There are many things that work well in the WaterSluice methodology. The WaterSluice methodology recognizes that people make mistakes and no decision can be absolute. The teams are not locked into a requirement or an architecture decision that turns out to be wrong or no longer appropriate. The methodology forces explicit freeze dates. This allows for the product to be built and shipped. It forces accountability by having decision points where, for the most part, things need to be completed. The first stage is iterative allowing for the correction of mistakes. Even after a portion of the system goes under change-order control, a decision can be changed if it is absolutely necessary.
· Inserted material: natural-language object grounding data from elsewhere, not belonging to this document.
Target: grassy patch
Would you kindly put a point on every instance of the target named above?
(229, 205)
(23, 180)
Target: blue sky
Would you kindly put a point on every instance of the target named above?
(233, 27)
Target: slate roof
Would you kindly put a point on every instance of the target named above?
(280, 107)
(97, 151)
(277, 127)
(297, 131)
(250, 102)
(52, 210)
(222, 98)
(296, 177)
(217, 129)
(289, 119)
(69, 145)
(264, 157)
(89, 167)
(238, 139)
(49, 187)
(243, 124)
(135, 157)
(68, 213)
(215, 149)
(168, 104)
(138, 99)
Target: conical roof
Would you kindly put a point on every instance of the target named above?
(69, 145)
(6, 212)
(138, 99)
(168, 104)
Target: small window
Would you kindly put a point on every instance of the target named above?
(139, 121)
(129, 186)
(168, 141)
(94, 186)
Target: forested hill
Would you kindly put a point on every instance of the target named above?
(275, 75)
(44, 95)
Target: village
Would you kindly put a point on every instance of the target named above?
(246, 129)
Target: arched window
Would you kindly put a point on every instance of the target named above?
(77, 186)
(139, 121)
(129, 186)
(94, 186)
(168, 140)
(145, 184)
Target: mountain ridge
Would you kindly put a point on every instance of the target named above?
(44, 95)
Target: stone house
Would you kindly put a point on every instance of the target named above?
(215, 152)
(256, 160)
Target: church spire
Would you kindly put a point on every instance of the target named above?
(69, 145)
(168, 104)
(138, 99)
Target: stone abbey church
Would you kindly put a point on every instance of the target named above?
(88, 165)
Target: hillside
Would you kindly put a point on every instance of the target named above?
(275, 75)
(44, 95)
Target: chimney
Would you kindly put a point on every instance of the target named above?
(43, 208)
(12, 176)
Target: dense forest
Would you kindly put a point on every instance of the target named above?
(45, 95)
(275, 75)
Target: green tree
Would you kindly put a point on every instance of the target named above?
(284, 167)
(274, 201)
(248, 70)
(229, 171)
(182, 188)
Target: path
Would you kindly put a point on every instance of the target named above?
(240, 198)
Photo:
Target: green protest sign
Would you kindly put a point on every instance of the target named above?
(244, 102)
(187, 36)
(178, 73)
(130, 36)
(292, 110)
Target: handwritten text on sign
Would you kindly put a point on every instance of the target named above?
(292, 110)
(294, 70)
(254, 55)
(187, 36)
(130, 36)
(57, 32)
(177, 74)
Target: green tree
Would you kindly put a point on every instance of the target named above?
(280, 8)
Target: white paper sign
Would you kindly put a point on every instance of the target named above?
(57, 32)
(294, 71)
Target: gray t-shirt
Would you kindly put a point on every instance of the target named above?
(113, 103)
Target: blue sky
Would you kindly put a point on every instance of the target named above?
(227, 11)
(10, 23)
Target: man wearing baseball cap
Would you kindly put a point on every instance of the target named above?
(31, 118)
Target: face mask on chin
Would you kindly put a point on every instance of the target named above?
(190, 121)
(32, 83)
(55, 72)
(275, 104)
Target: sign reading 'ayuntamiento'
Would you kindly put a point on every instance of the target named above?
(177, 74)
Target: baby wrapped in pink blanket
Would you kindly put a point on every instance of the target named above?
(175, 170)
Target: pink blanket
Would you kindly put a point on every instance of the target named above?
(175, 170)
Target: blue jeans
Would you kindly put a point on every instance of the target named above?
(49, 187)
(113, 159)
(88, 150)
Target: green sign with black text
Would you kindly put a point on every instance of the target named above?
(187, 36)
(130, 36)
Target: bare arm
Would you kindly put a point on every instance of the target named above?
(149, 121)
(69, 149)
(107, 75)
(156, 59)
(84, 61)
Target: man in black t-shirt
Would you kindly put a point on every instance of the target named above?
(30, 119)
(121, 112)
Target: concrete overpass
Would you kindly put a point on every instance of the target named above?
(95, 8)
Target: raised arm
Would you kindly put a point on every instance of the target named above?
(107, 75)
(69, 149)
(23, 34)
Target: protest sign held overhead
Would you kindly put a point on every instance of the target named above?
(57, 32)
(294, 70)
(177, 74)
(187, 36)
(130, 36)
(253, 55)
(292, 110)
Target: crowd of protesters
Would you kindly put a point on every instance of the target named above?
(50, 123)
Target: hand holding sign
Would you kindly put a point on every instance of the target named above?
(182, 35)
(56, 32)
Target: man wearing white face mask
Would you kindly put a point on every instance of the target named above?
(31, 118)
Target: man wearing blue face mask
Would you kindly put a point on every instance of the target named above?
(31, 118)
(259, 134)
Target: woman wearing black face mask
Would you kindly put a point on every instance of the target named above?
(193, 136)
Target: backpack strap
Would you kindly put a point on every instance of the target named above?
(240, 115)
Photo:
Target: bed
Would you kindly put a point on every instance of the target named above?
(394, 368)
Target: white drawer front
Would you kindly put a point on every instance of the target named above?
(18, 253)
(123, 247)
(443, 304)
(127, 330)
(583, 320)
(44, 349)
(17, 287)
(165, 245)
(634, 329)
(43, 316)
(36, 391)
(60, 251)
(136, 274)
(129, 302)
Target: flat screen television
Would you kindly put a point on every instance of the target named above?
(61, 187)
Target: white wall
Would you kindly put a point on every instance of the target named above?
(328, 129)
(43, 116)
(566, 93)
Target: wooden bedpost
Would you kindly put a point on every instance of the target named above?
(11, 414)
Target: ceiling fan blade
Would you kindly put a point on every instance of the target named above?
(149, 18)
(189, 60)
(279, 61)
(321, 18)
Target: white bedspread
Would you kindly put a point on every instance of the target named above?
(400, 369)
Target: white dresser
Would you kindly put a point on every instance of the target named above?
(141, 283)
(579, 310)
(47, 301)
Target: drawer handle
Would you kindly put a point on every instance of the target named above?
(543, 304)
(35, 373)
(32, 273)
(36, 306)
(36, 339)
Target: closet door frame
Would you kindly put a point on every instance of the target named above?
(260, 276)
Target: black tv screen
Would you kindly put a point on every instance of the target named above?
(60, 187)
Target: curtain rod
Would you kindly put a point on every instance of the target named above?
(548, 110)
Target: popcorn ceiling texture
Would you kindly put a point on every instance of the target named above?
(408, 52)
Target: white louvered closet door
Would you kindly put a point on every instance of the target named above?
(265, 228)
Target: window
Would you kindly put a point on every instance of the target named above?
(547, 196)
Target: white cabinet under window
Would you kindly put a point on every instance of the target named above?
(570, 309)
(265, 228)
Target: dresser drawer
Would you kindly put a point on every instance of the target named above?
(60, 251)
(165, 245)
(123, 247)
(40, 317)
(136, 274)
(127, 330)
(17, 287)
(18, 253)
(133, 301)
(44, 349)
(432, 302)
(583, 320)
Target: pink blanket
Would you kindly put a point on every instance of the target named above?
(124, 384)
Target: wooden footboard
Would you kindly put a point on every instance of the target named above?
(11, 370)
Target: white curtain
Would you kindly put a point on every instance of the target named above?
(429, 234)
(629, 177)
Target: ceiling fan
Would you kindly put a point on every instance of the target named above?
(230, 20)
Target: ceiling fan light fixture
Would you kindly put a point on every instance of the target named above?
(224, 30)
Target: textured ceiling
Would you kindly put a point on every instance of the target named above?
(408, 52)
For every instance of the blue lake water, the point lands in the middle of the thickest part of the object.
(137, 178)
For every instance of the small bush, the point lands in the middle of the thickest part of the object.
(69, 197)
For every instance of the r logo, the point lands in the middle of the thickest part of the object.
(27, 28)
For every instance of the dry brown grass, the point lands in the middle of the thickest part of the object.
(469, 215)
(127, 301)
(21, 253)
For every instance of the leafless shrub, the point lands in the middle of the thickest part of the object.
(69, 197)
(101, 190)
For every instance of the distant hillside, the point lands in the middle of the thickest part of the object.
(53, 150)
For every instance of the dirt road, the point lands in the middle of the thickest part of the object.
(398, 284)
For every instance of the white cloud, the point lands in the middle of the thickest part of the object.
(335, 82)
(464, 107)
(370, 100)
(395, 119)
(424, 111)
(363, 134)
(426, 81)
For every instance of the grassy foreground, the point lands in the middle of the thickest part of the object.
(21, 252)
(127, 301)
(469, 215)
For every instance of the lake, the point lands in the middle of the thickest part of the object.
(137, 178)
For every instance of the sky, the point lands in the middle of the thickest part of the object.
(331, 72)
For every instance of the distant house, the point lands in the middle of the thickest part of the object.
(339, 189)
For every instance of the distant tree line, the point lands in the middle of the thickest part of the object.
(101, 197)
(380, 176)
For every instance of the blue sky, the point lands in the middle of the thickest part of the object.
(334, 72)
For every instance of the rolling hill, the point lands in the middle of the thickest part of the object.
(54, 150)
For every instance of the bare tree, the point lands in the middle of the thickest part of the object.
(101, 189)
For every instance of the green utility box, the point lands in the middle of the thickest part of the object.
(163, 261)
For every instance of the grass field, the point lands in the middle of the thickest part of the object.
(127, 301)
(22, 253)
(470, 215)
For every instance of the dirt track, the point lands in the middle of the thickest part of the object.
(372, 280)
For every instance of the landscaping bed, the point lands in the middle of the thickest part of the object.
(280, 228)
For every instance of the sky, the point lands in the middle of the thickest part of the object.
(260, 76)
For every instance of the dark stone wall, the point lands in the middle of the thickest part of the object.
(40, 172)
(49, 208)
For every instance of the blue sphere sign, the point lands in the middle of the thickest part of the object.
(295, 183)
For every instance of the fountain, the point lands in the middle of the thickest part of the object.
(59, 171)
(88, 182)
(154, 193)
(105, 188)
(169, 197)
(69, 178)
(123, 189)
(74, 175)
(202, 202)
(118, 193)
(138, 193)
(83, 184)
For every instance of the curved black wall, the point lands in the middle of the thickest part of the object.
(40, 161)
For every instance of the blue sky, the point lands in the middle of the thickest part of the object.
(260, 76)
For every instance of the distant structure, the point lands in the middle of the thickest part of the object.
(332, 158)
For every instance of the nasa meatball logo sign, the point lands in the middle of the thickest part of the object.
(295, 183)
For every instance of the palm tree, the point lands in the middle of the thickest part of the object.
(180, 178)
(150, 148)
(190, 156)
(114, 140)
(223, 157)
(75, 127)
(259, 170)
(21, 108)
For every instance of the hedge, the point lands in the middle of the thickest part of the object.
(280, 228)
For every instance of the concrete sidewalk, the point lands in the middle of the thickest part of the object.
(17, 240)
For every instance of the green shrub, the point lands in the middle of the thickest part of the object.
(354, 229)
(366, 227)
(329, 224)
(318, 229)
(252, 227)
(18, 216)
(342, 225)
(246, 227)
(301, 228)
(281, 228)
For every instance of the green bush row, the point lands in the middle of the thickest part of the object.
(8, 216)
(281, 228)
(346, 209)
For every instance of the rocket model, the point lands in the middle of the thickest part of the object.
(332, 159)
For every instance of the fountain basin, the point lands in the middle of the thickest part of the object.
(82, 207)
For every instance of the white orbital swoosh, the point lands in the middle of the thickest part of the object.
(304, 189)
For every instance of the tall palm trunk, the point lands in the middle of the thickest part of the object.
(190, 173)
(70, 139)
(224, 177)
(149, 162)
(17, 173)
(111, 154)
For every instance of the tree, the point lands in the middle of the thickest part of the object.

The WaterSluice methodology forces the teams to think but does not require the teams to be clairvoyant. Sufficient time is allowed for the first stage to establish the confidence level needed for success. Communication is emphasized.
The WaterSluice methodology allows for fast interaction, up front, between all phases of analysis, design, implementation, and testing. This feeds critical information between all four phases. The implementation team doesn't waste time working on throw-away code because requirements are validated early in the process for feasibility of implementation.
The WaterSluice methodology can respond to market changes more quickly due to the iterative nature in each stage allowing requirements to enter and exit at each stage. The WaterSluice methodology tries to move all mistakes to the beginning of the process, where a restart is not very costly.